Há 130 novas obras para ver na exposição permanente, e entre o olhar de Amadeo ou de Almada sobre as mulheres, 47 artistas femininas estão representadas. Nos últimos dois anos, 18 novas artistas passaram a integrar a coleção.

[Foto: Andreia Carvalho] [Foto: Andreia Carvalho] [Foto: Andreia Carvalho] [Foto: Andreia Carvalho] Escultura de Jorge Vieira [Foto: Andreia Carvalho] Bordados e desenhos de Maria Antónia Siza [Foto: Andreia Carvalho] Obra de Ana Vieira [Foto: Andreia Carvalho]
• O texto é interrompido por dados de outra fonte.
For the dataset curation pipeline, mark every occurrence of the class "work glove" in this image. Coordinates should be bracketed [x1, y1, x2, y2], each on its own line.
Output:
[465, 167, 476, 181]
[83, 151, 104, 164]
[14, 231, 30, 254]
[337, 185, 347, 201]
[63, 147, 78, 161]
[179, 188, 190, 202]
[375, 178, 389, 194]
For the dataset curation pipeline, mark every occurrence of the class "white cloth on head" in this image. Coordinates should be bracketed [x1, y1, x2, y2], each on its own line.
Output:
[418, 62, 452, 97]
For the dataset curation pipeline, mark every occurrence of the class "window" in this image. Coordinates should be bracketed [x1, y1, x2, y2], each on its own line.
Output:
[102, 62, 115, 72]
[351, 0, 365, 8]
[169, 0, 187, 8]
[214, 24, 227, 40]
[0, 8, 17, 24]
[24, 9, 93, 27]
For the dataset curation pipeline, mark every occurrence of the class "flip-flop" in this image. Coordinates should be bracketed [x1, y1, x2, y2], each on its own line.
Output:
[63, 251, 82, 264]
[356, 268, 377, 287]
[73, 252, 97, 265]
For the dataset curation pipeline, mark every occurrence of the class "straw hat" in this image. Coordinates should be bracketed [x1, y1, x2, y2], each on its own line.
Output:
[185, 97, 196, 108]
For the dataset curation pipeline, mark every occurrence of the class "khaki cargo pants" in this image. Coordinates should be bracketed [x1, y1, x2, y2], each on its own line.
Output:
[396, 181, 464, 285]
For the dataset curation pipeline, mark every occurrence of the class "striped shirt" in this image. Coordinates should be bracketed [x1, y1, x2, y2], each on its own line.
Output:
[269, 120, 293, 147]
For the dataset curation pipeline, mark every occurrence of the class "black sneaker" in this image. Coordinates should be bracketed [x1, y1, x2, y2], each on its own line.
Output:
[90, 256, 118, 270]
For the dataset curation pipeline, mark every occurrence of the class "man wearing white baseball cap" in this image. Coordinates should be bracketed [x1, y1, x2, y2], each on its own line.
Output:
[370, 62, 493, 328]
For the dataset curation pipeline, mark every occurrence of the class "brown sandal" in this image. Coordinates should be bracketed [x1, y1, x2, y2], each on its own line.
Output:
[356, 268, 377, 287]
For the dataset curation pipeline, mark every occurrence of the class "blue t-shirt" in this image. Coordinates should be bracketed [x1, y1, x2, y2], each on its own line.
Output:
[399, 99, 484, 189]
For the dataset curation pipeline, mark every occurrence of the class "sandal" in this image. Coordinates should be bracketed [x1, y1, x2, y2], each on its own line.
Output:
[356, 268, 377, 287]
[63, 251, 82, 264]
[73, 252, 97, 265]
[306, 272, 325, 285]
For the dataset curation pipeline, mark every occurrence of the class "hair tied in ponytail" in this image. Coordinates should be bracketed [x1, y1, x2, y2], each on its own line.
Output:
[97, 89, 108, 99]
“Estamos a tentar normalizar a presença das mulheres”, diz a diretora Penelope Curtis. 

O que é reorganizar a exposição permanente da Coleção Moderna da Gulbenkian sob o prisma da mulher? É mostrar mais obras de artistas mulheres, algumas pela primeira vez, mas também novas aquisições (por exemplo de Ângela Ferreira ou Pedro Cabrita Reis), dar a descobrir nomes por ali inéditos até agora e revisitar representações do género feminino por autores essenciais como Amadeo ou Almada Negreiros. Mas é sobretudo um convite. “Fazer um percurso feminista é uma maneira de chamar o público”, diz a directora do Museu Gulbenkian, Penelope Curtis, e “mostrar a coleção de forma mais activa” – uma colecção que, nos últimos dois anos, passou a contar com 18 novas mulheres artistas no seu rol.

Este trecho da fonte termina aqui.